GRAVITAS Finds High Dose of Clopidogrel Is No Better Than Standard Dose for High-Risk DES Patients

November 16, 2010—Compared to the standard dose, a high dose of clopidogrel (Plavix, Bristol-Myers Squibb/Sanofi Pharmaceuticals Partnership, New York, NY) did not reduce the incidence of death, myocardial infarction, and in-stent restenosis in certain high-risk patients who had drug-eluting stents implanted, according to late-breaking clinical trial results reported at the American Heart Association's (AHA) Scientific Sessions 2010.

According to the AHA, earlier studies have shown that clopidogrel works well in some patients who have undergone percutaneous coronary interventions with drug-eluting stent implantation. However, other patients have high residual platelet reactivity despite taking the anticlotting medication.

The purpose of the GRAVITAS (Gauging Responsiveness With a VerifyNow Assay-Impact on Thrombosis and Safety) trial was to determine if high-dose clopidogrel reduces cardiovascular events in patients with high residual platelet reactivity as determined by the VerifyNow P2Y₁₂ platelet function test (Accumetrics, San Diego, CA).

“Those [patients] with high residual platelet reactivity have a higher risk of major cardiovascular events after procedures to implant stents,” noted Matthew J. Price, MD, principal investigator of GRAVITAS.

In GRAVITAS, the investigators administered a loading dose followed by a high maintenance dose of clopidogrel—double the standard maintenance dose—to patients whose platelet function test showed that they had high residual platelet reactivity.

“The high dose of clopidogrel doesn't appear to improve outcomes, so alternative treatment strategies should be tested,” Dr. Price stated. He expects these new data to change the way cardiologists treat these patients. “Many physicians have been using a high dose of clopidogrel as a default strategy in patients who are nonresponsive to the drug. We show that this strategy is probably ineffective.”

Although the proposed regimen failed to cut the risk of dangerous events, the study showed that it did not cause additional bleeding, so the patients did not risk harm at the higher dose.

According to the AHA, the 6-month GRAVITAS trial involved approximately 80 centers in the United States and Canada. The investigators randomized 2,214 patients who had a specific platelet function test after the percutaneous coronary intervention procedure that revealed the patients had high residual platelet activity. Those patients were randomly assigned to receive either a high dose of clopidogrel (150 mg daily) or the standard dose of clopidogrel (75 mg daily) with an inactive placebo. The composite endpoint is the rate of death from cardiovascular causes, myocardial infarction, and blood clots in stents at 6 months. In patients randomized to high-dose clopidogrel, there was a 2.3% composite endpoint rate, which was identical to that in patients randomized to standard-dose clopidogrel. Further analysis of the GRAVITAS data is expected to be available in early 2011.

This trial serves as a model for future research into personalized therapy, which may reduce the need for extremely large clinical trials that include many thousands of patients, said Dr. Price. “If we can identify certain high-risk patients based upon their individual response to therapy, instead of mega trials, we can potentially find effective therapy using a much smaller trial size.”

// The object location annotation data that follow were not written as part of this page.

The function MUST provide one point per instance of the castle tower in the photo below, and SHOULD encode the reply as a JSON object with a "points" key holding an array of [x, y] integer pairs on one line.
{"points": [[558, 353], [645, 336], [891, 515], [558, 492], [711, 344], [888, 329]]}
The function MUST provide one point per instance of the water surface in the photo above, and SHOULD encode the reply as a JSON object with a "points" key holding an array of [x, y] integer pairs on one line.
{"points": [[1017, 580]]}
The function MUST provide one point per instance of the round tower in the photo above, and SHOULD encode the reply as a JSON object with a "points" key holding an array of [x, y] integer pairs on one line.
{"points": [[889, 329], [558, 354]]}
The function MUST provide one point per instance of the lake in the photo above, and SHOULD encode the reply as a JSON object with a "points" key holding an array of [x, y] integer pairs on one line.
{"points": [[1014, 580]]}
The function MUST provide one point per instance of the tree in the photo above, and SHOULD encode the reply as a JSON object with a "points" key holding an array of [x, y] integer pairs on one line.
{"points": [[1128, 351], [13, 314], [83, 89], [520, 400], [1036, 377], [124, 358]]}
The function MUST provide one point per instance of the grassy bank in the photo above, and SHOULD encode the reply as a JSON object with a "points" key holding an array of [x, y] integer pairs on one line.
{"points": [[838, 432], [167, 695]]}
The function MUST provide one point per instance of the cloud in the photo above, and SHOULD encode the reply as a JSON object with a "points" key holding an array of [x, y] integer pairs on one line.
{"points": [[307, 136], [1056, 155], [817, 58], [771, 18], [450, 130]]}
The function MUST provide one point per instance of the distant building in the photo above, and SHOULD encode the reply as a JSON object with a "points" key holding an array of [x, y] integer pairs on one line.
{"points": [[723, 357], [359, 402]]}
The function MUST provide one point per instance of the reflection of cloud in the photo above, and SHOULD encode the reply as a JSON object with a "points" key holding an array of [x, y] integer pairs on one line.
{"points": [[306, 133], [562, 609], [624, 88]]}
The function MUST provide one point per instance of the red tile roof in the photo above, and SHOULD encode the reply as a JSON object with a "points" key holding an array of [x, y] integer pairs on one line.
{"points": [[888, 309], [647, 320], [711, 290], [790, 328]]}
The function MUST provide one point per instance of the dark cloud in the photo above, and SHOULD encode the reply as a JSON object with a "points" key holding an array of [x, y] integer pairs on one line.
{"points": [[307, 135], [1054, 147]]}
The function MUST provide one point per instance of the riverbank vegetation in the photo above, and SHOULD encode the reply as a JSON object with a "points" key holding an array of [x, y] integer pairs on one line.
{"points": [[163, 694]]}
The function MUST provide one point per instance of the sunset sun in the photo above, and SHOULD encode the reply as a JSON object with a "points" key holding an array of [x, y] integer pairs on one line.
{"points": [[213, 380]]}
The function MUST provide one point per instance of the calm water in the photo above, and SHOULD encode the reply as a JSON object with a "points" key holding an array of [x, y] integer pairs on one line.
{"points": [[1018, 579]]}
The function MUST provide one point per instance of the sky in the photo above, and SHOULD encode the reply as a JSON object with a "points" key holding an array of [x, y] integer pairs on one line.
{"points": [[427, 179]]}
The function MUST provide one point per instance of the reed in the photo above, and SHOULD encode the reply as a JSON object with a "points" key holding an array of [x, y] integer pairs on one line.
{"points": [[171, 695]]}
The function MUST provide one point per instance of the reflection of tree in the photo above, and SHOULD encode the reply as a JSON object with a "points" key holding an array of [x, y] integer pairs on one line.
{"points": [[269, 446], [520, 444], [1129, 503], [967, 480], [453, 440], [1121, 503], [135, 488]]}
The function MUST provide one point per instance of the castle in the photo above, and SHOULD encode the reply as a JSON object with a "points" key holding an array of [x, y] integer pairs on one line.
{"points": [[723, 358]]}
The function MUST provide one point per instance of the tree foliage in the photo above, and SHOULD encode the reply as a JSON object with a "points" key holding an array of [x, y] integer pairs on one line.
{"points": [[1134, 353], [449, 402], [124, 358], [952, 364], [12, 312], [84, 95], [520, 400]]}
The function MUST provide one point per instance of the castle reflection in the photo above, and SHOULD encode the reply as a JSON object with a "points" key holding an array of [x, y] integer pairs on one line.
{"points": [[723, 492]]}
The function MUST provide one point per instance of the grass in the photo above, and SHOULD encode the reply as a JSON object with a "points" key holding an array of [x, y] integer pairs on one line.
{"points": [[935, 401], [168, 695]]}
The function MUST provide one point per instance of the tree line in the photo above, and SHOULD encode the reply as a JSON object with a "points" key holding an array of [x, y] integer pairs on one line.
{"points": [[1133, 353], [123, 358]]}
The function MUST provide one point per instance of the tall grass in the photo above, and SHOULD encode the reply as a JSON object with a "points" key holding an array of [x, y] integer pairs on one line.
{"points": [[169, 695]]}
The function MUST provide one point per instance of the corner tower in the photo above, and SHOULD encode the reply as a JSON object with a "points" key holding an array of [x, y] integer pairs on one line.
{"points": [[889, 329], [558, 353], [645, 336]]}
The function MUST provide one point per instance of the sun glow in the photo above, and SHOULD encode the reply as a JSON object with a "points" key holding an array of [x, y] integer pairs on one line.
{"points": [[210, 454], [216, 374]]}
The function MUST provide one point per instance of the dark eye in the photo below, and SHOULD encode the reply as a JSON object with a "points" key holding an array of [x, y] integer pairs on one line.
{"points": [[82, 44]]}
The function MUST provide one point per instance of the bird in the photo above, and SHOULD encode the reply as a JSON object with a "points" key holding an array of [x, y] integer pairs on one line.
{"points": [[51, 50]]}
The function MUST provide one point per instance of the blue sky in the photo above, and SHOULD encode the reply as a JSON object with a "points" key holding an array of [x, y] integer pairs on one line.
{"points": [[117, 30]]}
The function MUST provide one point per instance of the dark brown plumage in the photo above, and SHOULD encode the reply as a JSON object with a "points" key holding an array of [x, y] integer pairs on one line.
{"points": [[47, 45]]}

Dr. Price concluded, “GRAVITAS is addressing the question of whether personalized, selective antiplatelet therapy may have substantial benefit when treating the highest-risk patients. Traditional trials seek the best treatment for the average patient. GRAVITAS is using a personalized approach, which seeks to identify the best treatment for a particular individual. This is a paradigm-shifting approach for evidence-based medicine.”

GRAVITAS was sponsored by Accumetrics, the manufacturer of the platelet function test. The company noted that the study also found that patients with high residual platelet reactivity, as measured by the VerifyNow P2Y₁₂ test, demonstrated almost twice the risk of ischemic events compared to patients without high residual platelet reactivity. Dr. Price commented, “The GRAVITAS findings do not support a uniform treatment strategy of high-dose clopidogrel in patients with high residual platelet reactivity based upon a single platelet function test after stent implantation. This is important as currently many physicians utilize a strategy of doubling the dose of clopidogrel the morning after the stent procedure. Alternative therapies or testing a patient multiple times to treat to a specific target of reactivity deserve consideration.”